Ocurrió la temida contaminación mediática, el horror de los teóricos, y la guerra del trío de las Azores se salió de formato. Pero no sólo saltó por los aires el telediario dominante con su duración de tres cuartos de hora cuarteado en rígidas secciones (internacional, nacional, sociedad, espectáculos y meteo) más un directo a horario fijo con corresponsal a pie de ruina humeante, lo cual, bien pensado, era un disparate ontológico; también falló el famoso formato cine con el que los comentaristas despistados intentan metaforizar esta guerra por aquello del Séptimo de Caballería, los rostros curtidos tipo secundarios de Hollywood del plató de Doha o las analogías con un actual cine de acción estilo Black Hawk derribado, de Ridley Scott. Aquí, en cuanto a metáfora narrativa, también hay que cambiar rápidamente de formato.

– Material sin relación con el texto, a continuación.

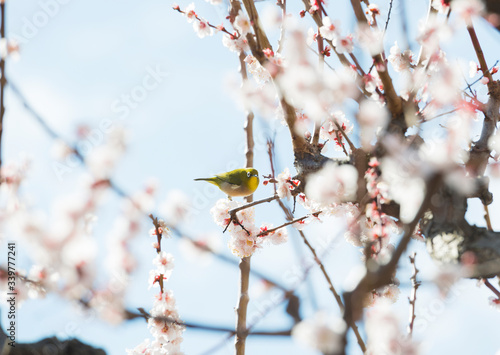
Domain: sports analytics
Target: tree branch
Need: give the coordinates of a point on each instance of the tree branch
(413, 297)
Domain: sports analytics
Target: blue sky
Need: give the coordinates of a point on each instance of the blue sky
(77, 66)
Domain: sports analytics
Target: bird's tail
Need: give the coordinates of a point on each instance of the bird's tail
(210, 180)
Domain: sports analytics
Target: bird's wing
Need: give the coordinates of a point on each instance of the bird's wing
(233, 179)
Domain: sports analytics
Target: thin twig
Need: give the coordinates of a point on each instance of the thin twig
(3, 80)
(492, 288)
(479, 53)
(281, 40)
(169, 320)
(487, 218)
(413, 297)
(244, 266)
(159, 234)
(252, 204)
(383, 275)
(123, 194)
(272, 230)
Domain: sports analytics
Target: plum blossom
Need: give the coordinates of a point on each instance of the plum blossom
(329, 30)
(242, 23)
(344, 44)
(371, 39)
(164, 325)
(259, 73)
(312, 36)
(235, 44)
(190, 13)
(321, 332)
(468, 8)
(371, 117)
(384, 333)
(400, 61)
(286, 184)
(202, 28)
(473, 69)
(329, 130)
(164, 263)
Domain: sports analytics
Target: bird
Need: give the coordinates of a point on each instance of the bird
(234, 183)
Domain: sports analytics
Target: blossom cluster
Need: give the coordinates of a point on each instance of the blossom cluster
(164, 323)
(246, 237)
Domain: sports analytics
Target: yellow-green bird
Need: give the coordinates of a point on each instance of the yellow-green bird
(239, 182)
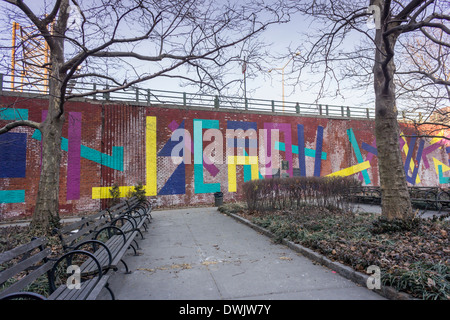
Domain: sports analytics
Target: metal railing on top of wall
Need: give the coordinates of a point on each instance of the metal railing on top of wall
(153, 96)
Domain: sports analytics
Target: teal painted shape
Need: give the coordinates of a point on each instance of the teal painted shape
(248, 171)
(442, 179)
(359, 158)
(199, 185)
(308, 152)
(115, 161)
(12, 196)
(14, 114)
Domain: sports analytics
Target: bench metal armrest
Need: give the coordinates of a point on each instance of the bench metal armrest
(99, 243)
(24, 295)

Porque si la primera del Golfo, como se dijo, fue una guerra de videojuego por aquello de que en pantalla sólo veíamos el punto de vista del misil desde el punto de vista del telediario, videojuego primitivo; la segunda, como su propio nombre indica, tiene como modelo exacto las hazañas bélicas de la PlayStation2. Ya no hay una sola mirada, la del que al mismo tiempo apunta, dispara y cuenta, como en la PlayStation1, ni una sola estrategia determinada de antemano, con muy poca incertidumbre y casi nada de interactividad. Ahora, en la segunda consola, son varios jugadores y puedes adoptar a tu antojo uno u otro rol, miradas diferentes, plurales, saltas continuamente de pantalla y de escenario, la estrategia cambia según van ocurriendo los acontecimientos, también puedes jugar on line, el enemigo reacciona, los muertos y los destrozos se ven mucho, con detalle tridimensional, los simuladores de vuelo son exactamente los mismos que utilizan los pilotos de los Apache o los F-15, y aunque el resultado final está cantado -entraremos en Bagdad y caerá el malo-, la batalla puede durar indefinidamente, con muchas bifurcaciones basadas en la lógica del efecto perverso, tal y como teme Blair. Y en cuanto a la célebre interactividad de la PlayStation2, también hay muchas analogías con esta segunda guerra: puede funcionar, y mucho, la opinión pública antes de que en pantalla aparezca eso del game over. Lo peor de todo, ay, es que esos juegos de guerra de la PlayStation2 siempre tienen una segunda o tercera parte.